Offshore platform in the Norwegian sector of the North Sea

Sleipner A is a combined accommodations, production and processing offshore platform at the Sleipner East gas field in the Norwegian sector of the North Sea. It is a Condeep-type oil platform, built in Norway by the company Norwegian Contractors for Equinor.

It is known for its catastrophic failure during construction on 23 August 1991, due to a design flaw, that resulted from an error caused by unconservative concrete codes and inaccurate finite element analysis modelling of the tricell, which formed part of the ballasting/flotation system.

==Location==
Sleipner A is located on the Sleipner East gas field on the North Sea. Also six satellite fields–Gungne, Loke, Alpha North, Sigyn, Volve and Volve South–are tied-back to Sleipner A. In addition to its own operations, the platform is used as a remote operation center for the Sleipner B wellhead platform. The Sleipner B is operated from the Sleipner A via an umbilical cable. In addition, the Sleipner T carbon dioxide treatment platform is linked physically to the Sleipner A platform by a bridge.

==Design==
The platform is designed to accommodate roughly 160 people. The platform deck is 60 by 140 m with a height of 210 m.

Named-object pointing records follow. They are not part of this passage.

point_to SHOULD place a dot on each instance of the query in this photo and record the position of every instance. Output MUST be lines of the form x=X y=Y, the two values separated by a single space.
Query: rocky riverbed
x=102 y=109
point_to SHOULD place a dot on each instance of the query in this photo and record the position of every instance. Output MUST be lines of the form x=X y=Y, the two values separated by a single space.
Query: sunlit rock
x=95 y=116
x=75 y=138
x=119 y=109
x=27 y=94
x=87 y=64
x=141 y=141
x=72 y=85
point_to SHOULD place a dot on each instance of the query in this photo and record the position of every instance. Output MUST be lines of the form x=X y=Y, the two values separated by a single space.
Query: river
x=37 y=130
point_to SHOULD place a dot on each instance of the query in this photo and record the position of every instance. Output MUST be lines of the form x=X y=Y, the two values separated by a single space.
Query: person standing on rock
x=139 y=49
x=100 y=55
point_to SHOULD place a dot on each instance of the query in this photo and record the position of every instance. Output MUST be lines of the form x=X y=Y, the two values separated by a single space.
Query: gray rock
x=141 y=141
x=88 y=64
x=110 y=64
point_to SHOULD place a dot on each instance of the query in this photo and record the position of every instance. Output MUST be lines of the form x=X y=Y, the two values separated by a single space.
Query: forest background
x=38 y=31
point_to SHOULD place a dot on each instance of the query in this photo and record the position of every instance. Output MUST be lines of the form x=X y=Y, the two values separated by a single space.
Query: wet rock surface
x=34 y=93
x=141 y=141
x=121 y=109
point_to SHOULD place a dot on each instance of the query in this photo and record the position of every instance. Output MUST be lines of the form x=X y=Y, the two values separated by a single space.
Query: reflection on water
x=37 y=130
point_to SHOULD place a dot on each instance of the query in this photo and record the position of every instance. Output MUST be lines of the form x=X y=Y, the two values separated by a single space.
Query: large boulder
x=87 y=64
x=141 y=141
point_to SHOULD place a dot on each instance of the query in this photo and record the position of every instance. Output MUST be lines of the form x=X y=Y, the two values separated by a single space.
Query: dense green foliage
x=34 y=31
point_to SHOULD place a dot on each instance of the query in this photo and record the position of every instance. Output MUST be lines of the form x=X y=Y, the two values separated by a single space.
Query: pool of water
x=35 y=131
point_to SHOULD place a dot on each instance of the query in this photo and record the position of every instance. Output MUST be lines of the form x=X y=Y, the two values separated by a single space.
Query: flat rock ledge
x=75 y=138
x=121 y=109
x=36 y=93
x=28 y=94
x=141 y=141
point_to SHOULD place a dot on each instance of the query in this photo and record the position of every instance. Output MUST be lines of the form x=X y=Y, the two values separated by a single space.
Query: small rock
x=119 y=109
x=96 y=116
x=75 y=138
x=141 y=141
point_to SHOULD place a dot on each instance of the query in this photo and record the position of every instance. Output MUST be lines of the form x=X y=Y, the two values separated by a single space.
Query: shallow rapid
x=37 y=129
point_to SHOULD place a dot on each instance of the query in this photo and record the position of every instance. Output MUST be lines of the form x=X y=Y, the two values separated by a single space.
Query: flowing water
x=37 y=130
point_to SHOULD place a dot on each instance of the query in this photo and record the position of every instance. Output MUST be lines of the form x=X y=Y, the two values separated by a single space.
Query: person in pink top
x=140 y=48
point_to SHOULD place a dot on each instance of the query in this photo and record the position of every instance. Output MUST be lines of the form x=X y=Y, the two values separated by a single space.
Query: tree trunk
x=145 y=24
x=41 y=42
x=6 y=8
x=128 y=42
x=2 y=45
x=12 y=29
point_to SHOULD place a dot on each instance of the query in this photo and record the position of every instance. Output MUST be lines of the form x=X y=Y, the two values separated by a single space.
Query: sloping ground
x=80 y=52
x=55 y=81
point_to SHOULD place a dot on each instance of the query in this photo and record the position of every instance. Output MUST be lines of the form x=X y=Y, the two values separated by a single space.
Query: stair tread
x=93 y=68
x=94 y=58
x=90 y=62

The original hull was a gravity base made up of support pilings and concrete ballast chambers from which three or four shafts rise and upon which the deck sits. Once fully ballasted, the hull was to sit on the sea floor. There were 24 chambers, of which four formed the 'legs' supporting the facility on top in the case of the Sleipner A oil rig.

The hull was redesigned after the accident and the Sleipner A Platform was successfully completed in June 1993.

==1991 accident==

===Collapse===
The original hull collapsed during the final construction because of a design flaw. It was towed into Gandsfjord where it was to be lowered in the water in a controlled ballasting operation at a rate of 1 meter per 20 minutes. This was necessary for the fitment of the deck platform to the hull. As the hull was lowered to the 65 m mark, rumbling noises were heard followed by the sound of water pouring into the unit. A cell wall had failed and a serious crack had developed, and sea water poured in at a rate that was too great for the deballasting pumps to deal with. Within a few minutes the hull began sinking at a rate of 1 meter per minute. As the structure sank deeper into the 210 m fjord, the buoyancy chambers imploded and the rubble struck the floor of the fjord, creating a Richter magnitude scale 3 earthquake.

Later analysis showed that the failure would occur at 62 meters (203 feet).

No one was injured during the accident.

===Investigation===
The post-accident investigation by SINTEF in Norway discovered that the root cause of the failure resulted from inaccurate NASTRAN calculations in the design of the structure. Stresses on the ballast chambers were underestimated by 47% and some concrete walls were designed too thin to resist foreseeable hydrostatic pressure when submerged. As the pressure increased, the walls failed and cracked, allowing sea water to enter the tank at an uncontrolled rate, eventually sinking the hull.

After the accident, the project leaders from Norwegian Contractors were brought before the Statoil board, and were expecting severe repercussions. But the director instead asked the famous question "Can you make a new one before schedule?" to which the contractors replied "Yes we can". The new hull was completed before schedule.

==Computer-Aided Catastrophes==
Computer-Aided Catastrophes, or CAC for short, such as the Sleipner Incident presented in this article, provide extremely valuable lessons for practising engineers working with numerical simulation tools such as the finite element method. The reason for the poor finite element result that led to the Sleipner Incident have been studied in more detail in NAFEMS Benchmark Challenge Number 6.